When you want the absolute best education for your child, you consider many factors about potential schools. These may include student-teacher ratios, extra-curricular activities offered, the school’s college placement rate, or the availability of advanced placement classes. You also want to know how the students perform academically, and you may find yourself gravitating toward a single-sex school because of its students’ academic achievements.
A brief history of single-sex schools
Is a single-sex school the right one for you and your child? Much less common today, single-sex schools were the norm for much of history. This is due to inequality of the sexes and the gender roles that existed, which informed the type of education children received. In the 1700s, the New England area of the US started practicing coeducation, likely because the population of children was so low, and also to provide a religious education. As women’s roles in society, and the socialisation of children evolved, the idea of coeducation became much more prevalent in the US as compared to other countries.
Europe did not follow along as quickly, though some countries, such as Denmark, Russia and Norway, adopted coeducational practices in the 18th and 19th centuries. It wasn’t until the 20th century that coeducation really advanced, due to a shift in the definitions of gender roles and a change in sexual mores.
Single-sex education made a comeback in the 1980s, when both conservative and feminist forces began to advocate for it, the first group concerned about sexual freedom, the latter about empowerment. This renewed interest has help ensure that the single-sex school is not going away.
The pros of single-sex schools
What can single-sex schools do for your child? First and foremost, they can offer an intuitive approach to learning. Many people believe that girls and boys learn differently, and so teaching should focus on and exploit those differences. For example, it is thought that room temperature can affect learning rates in male and female students. It follows that learning can be enhanced by adjusting the thermostat in gender-specific classrooms.
More importantly, teachers in single-sex schools can be trained to teach in gender-specific ways – ensuring higher rates of success for your child.
In a compendium of studies published by the National Association for Single Sex Education (NASSE), the following important conclusions, from a variety of countries and studies, were found:
Single-sex schools produce students who attend college at a higher rate, and perform better on college entrance exams.
Grades are better in single-sex schools, especially but not limited to when teachers receive training to teach specifically for those genders.
In single-sex schools, boys tend to get better grades in English and foreign languages, and girls get better grades in maths and science.
Single-sex schools have students who outperform students at coed schools.
Students at single-sex schools benefit from improved self-confidence and belief in their own strengths.
These are just a few of the many findings that confirm that single-sex schools offer opportunities for better grades and performance for their students. The ability to remove distractions and gender stereotyping creates a learning environment that produces well-rounded and successful students, and adults.
You don’t need to rely on these studies. The best way for you to decide whether single-sex education is best, based on grades or other factors, is to examine the school yourself.
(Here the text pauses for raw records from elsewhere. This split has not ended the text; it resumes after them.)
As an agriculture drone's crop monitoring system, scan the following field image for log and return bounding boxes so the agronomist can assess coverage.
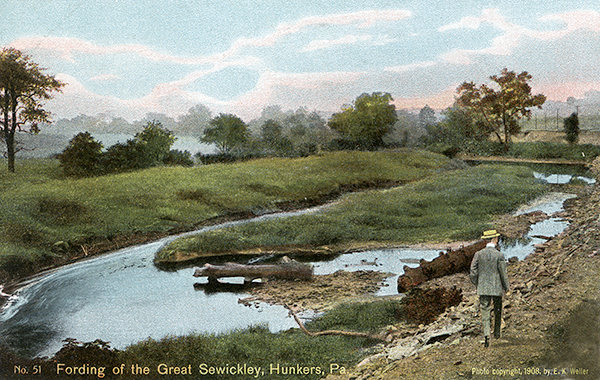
[283,304,385,340]
[194,263,313,282]
[398,240,486,293]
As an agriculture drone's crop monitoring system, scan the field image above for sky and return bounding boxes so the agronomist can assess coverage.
[0,0,600,121]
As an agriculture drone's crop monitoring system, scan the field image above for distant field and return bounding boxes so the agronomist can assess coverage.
[0,150,449,278]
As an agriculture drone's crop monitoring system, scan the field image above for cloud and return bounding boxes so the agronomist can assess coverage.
[221,10,411,57]
[90,74,121,82]
[301,35,373,52]
[10,37,210,65]
[393,86,456,110]
[383,61,439,73]
[438,9,600,65]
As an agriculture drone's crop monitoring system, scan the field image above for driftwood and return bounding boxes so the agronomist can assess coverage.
[194,263,313,282]
[398,240,486,293]
[283,304,385,340]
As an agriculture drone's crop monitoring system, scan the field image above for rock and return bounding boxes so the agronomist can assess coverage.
[387,341,419,361]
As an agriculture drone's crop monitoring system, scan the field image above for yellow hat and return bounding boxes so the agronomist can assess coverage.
[481,230,500,239]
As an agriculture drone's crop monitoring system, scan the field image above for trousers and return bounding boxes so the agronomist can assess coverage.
[479,296,502,338]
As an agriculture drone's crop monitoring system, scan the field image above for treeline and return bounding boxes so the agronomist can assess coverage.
[59,69,598,176]
[57,93,435,177]
[58,121,194,177]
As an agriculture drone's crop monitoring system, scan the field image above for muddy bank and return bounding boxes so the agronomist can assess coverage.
[328,165,600,380]
[0,180,403,290]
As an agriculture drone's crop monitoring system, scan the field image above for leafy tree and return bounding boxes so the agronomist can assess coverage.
[102,140,147,173]
[328,92,397,147]
[163,149,194,166]
[0,48,64,172]
[456,68,546,151]
[58,132,103,177]
[201,114,250,153]
[564,112,579,144]
[261,119,283,148]
[134,120,175,167]
[176,104,212,136]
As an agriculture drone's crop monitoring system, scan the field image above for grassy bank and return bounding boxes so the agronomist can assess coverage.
[157,165,545,261]
[0,150,449,279]
[0,300,403,380]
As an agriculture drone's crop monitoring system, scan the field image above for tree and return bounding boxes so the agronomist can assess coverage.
[328,92,397,147]
[103,121,175,173]
[564,112,579,144]
[134,120,175,167]
[201,114,250,153]
[456,68,546,151]
[419,105,437,128]
[176,104,212,137]
[0,48,64,172]
[58,132,103,177]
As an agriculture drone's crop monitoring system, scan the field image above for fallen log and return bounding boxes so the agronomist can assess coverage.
[194,263,313,282]
[283,304,385,340]
[398,240,486,293]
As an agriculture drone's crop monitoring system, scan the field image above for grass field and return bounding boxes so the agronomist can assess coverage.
[157,165,545,261]
[0,150,448,277]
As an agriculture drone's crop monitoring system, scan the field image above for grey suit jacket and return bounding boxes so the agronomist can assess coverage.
[470,247,508,296]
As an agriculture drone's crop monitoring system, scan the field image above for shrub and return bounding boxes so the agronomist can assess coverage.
[163,149,194,166]
[58,132,103,177]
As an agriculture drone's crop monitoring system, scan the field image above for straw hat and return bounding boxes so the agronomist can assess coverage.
[481,230,500,239]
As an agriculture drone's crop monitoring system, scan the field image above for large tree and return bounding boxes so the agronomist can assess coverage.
[201,114,250,153]
[0,48,64,172]
[456,68,546,150]
[328,92,397,147]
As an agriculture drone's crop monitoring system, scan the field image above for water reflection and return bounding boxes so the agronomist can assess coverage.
[0,187,580,357]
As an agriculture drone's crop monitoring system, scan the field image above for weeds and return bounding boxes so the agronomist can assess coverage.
[162,165,545,260]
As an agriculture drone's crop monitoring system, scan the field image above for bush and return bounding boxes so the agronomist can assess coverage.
[58,121,194,177]
[58,132,103,177]
[163,149,194,166]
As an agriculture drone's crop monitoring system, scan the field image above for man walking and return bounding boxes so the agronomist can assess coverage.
[470,230,508,347]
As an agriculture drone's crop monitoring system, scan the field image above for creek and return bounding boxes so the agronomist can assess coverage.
[0,171,592,357]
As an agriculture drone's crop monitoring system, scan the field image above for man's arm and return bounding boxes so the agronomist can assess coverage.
[469,252,479,286]
[498,255,510,292]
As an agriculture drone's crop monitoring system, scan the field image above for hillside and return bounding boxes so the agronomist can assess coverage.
[328,160,600,380]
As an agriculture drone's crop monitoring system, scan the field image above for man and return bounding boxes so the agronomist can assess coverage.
[470,230,508,347]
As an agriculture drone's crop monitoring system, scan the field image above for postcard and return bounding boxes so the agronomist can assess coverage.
[0,0,600,380]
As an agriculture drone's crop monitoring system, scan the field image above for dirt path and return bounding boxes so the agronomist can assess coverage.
[328,163,600,380]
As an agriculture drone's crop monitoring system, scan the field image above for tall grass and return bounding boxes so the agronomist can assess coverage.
[119,300,401,379]
[0,150,448,275]
[157,165,545,260]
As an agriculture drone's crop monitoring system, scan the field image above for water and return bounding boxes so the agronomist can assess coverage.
[0,208,328,357]
[0,186,584,357]
[501,193,575,260]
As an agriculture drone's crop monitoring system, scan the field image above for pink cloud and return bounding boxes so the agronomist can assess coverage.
[10,37,209,65]
[301,35,373,52]
[439,9,600,64]
[532,82,600,102]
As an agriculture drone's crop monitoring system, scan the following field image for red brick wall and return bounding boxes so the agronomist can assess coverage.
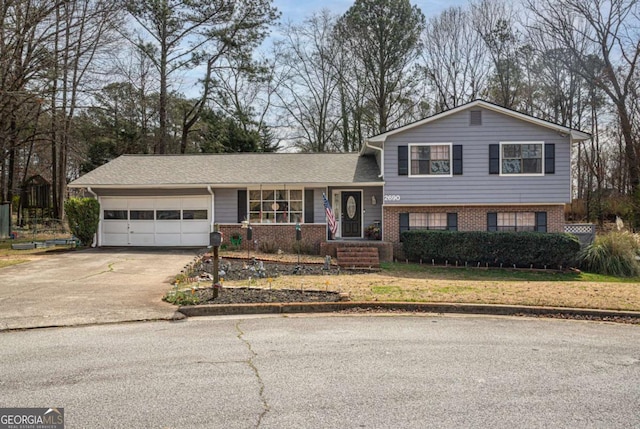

For example, the Hornsey School for Girls offers detailed information on its successful educational programs. The Hornsey School has seen its students achieve great progress in nearly every academic area. Its excellent teaching staff is also responsible for success in the school’s performing arts programs and programs for students with disabilities. Taking a look at the school’s history will tell you if it’s a good fit.
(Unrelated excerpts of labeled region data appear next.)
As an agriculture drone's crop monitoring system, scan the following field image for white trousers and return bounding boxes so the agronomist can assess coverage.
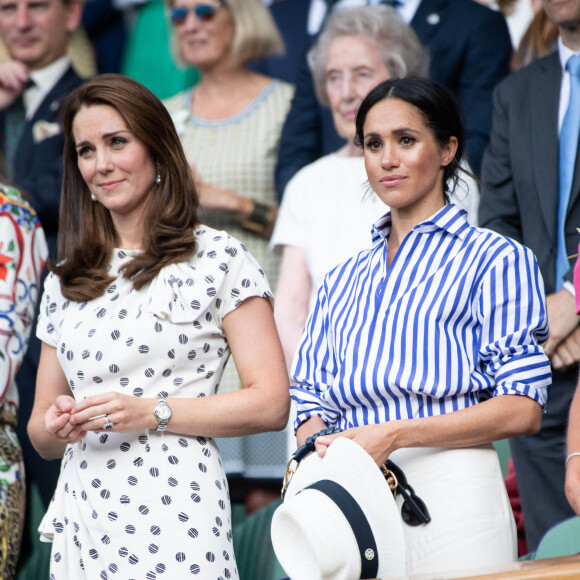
[390,444,517,574]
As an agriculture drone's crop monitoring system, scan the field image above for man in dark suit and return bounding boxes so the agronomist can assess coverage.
[266,0,512,196]
[479,0,580,551]
[0,0,82,520]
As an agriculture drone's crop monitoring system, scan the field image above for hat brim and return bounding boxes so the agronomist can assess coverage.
[272,437,405,579]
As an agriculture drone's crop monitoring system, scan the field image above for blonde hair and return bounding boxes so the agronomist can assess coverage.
[168,0,284,64]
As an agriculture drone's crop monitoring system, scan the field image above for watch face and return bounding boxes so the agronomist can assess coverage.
[155,405,171,421]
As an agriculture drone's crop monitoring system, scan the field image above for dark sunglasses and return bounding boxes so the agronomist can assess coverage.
[381,459,431,526]
[169,2,221,24]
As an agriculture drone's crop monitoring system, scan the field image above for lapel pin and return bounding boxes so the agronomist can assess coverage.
[427,12,441,26]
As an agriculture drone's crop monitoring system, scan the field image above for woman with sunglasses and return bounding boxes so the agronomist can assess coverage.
[291,78,551,574]
[164,0,293,512]
[28,75,290,580]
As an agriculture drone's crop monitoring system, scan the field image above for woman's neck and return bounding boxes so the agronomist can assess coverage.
[190,66,272,120]
[387,200,445,265]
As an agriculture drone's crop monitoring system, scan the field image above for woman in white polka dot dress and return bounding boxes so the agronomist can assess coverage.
[29,75,289,580]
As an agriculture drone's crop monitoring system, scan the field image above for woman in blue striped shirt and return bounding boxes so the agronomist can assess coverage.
[291,78,551,573]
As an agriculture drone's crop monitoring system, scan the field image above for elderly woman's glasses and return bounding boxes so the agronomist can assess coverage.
[169,2,221,24]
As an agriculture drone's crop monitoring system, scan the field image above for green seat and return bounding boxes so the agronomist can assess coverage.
[493,439,512,477]
[16,483,52,580]
[534,516,580,560]
[232,500,286,580]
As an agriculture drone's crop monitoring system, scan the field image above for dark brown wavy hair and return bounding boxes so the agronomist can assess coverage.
[49,74,199,302]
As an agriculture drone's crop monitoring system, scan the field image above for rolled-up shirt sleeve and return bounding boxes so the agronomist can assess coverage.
[290,284,339,429]
[478,244,552,408]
The cons of single-sex schools
Single-sex education is not without controversy. Advocates for coeducational classes believe that single-sex schools are artificial environments and those students need to learn to get on with both genders for the sake of their future adult life. Others believe that teachers can adapt their teaching in coed classes to catch up to, and match, the results of single sex classes. Researchers disagree on whether boys or girls benefit more from single-sex education, making it difficult to unequivocally say that it benefits one sex more than the other.
Regardless of the dissent, research seems to bear out that grades are better in single-sex schools. They are certainly worth considering when you are looking at the long-term success of your child.